With the notable exception of our president, probably no individuals in the last decade of politics have attracted as much dismay and fury as the billionaire Koch brothers, Charles and David, who have leveraged control of their family’s gargantuan, Kansas-based Koch Industries to create a political-influence machine of rare scope. As documented by The New Yorker’s Jane Mayer and others, the Kochs have spent hundreds of millions of dollars advocating their free-market agenda and bankrolling think tanks like the Cato Institute, conservative activist groups and hundreds, perhaps thousands, of state and national legislators — all in the service of pushing back against government regulations, especially those dealing with climate change, pollution and energy policy.
[David Koch Died on Aug. 23 at the Age of 79]

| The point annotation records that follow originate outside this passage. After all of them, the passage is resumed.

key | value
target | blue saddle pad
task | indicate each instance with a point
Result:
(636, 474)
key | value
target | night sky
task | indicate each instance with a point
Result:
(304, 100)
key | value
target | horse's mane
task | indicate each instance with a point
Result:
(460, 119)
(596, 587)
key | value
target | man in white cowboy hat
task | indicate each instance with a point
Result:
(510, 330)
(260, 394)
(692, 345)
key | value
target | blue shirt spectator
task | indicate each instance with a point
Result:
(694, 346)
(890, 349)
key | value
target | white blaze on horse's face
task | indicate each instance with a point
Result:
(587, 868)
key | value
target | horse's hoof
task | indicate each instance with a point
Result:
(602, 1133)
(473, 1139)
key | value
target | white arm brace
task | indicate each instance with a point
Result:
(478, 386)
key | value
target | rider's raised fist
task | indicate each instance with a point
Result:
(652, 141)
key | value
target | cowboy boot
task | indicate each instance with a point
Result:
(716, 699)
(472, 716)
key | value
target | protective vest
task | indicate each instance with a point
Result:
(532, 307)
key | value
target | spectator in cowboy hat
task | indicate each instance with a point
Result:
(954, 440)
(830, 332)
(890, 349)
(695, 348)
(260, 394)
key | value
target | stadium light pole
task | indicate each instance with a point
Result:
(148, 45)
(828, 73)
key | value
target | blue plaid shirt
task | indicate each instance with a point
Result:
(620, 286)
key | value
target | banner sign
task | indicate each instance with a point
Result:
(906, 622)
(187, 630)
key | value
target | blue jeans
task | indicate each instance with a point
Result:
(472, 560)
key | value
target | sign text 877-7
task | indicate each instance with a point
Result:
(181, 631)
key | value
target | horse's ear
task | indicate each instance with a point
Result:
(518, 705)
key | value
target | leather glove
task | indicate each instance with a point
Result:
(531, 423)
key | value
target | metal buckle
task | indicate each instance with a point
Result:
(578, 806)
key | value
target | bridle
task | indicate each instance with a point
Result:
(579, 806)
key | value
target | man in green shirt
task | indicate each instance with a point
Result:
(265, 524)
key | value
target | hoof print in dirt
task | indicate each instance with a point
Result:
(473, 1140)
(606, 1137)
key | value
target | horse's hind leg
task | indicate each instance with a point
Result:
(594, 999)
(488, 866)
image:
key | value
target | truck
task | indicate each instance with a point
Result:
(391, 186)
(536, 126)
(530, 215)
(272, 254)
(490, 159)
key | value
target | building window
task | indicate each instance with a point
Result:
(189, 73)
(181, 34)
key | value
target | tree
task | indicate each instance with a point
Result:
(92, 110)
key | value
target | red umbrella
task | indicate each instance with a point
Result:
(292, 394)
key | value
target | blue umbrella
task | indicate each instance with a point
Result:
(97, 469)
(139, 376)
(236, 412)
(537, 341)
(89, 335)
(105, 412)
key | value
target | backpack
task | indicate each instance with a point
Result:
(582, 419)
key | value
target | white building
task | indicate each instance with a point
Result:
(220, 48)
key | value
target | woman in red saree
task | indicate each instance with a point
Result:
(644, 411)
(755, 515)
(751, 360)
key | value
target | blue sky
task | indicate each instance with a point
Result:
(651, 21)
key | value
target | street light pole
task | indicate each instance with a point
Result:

The attention lavished on the Kochs’ influence, however, has tended to overshadow what made that influence possible in the first place: Charles Koch’s eye-opening prowess in business. While David Koch emerged as a Fifth Avenue philanthropist and bon vivant, it was Charles — calm, modest and analytical — who over the last 50 years transformed an obscure Wichita oil company into a $110 billion colossus. In a different world, he might be celebrated along the lines of Steve Jobs, Bill Gates or Warren Buffett. The story of how he did it is told in Christopher Leonard’s superb “Kochland.” To my mind, it ranks among the best books ever written about an American corporation.